При таком образе жизни я скоро дошел до того, что, всецело погрузившись в музыку, уже не был в состоянии думать ни о чем другом. Скрепя сердце ходил я в свою контору; стеснение и необходимость быть усидчивым причиняли мне невыносимую муку, и я наконец пришел к решению оставить должность, чтобы целиком отдаться музыке. Вполне понятно, что сумасбродство это встретило возражение. Бросить приличное место с определенным доходом, чтобы гоняться за ненадежными уроками, было слишком неблагоразумно и не могло понравиться маменьке. Даже предполагая в будущем большие успехи, о которых я мечтал, обречь себя на всю жизнь карьере музыканта – значило поставить слишком скромные пределы своему честолюбию. Маменька, замышлявшая только грандиозные проекты и уже не принимавшая на веру оценку, данную мне д’Обоном, с сожалением смотрела на мое увлечение искусством, которое она считала пустым, и часто повторяла мне провинциальную поговорку, менее применимую в Париже: «Кто все пляшет да поет, далеко не пойдет». С другой стороны, она видела, что увлеченье мое непреодолимо; страсть моя к музыке доходила до неистовства, и можно было опасаться, что, манкируя своими обязанностями, я не удержусь на службе и что гораздо лучше мне уйти самому. Вдобавок я твердил ей, что моя служба долго не продлится, что, для того чтобы жить, мне нужна специальность, и лучше всего закрепить практикой ту, которая соответствует моей склонности и избрана для меня самой маменькой, чем ставить себя в зависимость от протекции или проделывать новые опыты, которые могут окончиться плохо, так что в конце концов подходящий для обучения возраст минует, и я останусь без всяких средств к добыванию хлеба насущного. Наконец я вырвал у нее согласие, больше при помощи ласк и упрашивания, чем при помощи доводов, которые убедили бы ее. Тотчас же я побежал благодарить главного директора налогового управления г-на Кокчелли, словно совершал геройский подвиг, и покинул свою должность без повода, причины и предлога, радуясь при этом не меньше, а пожалуй, даже больше, чем за два года перед тем, когда это место получил.
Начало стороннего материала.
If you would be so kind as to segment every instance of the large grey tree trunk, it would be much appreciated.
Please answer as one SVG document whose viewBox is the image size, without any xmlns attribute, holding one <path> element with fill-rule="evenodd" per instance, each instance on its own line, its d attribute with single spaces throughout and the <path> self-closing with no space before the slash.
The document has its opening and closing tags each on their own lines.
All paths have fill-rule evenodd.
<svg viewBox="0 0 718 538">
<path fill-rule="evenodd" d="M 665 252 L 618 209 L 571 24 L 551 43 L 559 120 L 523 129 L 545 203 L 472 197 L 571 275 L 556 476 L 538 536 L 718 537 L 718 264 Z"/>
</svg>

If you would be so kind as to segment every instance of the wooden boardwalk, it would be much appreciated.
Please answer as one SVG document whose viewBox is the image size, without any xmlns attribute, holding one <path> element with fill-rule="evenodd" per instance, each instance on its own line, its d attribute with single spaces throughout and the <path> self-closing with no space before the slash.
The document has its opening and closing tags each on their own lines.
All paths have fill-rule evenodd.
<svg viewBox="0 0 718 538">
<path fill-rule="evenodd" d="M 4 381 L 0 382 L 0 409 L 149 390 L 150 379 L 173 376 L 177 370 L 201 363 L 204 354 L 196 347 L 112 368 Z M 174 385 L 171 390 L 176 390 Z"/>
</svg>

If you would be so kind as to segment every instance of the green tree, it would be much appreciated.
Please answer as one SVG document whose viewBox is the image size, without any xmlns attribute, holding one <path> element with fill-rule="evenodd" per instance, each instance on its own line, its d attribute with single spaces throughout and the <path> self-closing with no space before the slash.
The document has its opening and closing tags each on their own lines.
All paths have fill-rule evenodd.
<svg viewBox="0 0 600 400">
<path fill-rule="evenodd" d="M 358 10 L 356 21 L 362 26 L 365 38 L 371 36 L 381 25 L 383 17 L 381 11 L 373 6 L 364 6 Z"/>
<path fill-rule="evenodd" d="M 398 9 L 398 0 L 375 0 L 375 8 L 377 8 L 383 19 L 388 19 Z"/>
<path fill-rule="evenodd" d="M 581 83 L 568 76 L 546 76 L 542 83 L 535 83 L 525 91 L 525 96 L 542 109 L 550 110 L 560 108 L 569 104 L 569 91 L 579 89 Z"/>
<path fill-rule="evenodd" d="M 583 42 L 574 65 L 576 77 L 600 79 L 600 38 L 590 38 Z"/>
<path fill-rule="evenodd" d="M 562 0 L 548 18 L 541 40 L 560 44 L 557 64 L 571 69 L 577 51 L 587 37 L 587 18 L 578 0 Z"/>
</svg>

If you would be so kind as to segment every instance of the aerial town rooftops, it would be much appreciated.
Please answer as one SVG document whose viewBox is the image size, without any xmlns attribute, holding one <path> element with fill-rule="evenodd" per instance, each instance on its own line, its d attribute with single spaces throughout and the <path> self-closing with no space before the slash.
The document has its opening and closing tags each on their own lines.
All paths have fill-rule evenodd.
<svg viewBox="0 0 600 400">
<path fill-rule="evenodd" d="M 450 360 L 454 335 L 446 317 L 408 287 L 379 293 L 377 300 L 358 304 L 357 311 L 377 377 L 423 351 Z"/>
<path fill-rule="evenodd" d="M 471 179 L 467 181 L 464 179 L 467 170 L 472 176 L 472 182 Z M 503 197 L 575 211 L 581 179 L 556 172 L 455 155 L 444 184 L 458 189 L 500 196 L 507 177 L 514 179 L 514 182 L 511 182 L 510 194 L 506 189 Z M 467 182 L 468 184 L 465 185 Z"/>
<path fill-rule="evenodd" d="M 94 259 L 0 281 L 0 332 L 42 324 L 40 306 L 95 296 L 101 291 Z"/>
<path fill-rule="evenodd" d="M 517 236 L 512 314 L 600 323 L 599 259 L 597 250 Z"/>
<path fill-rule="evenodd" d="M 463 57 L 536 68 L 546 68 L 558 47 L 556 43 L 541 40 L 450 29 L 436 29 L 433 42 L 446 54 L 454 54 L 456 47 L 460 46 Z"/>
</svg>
Этот поступок, как ни был он сумасброден, вызвал ко мне в округе некоторое уважение, и оно пошло мне на пользу. Одни предполагали, что у меня есть средства, хотя на деле их не было; другие, видя, что я совершенно отдался музыке, судили о моем таланте по моему самопожертвованию и думали, что при такой страсти к этому искусству я должен в совершенстве владеть им. В царстве слепых и кривой сойдет за короля: я прослыл искусным учителем, потому что кругом были только плохие. Обладая, впрочем, некоторым вкусом в пении, вызывая к себе расположение своим возрастом и наружностью, я вскоре приобрел учениц больше, чем требовалось, чтобы возместить мне жалованье секретаря.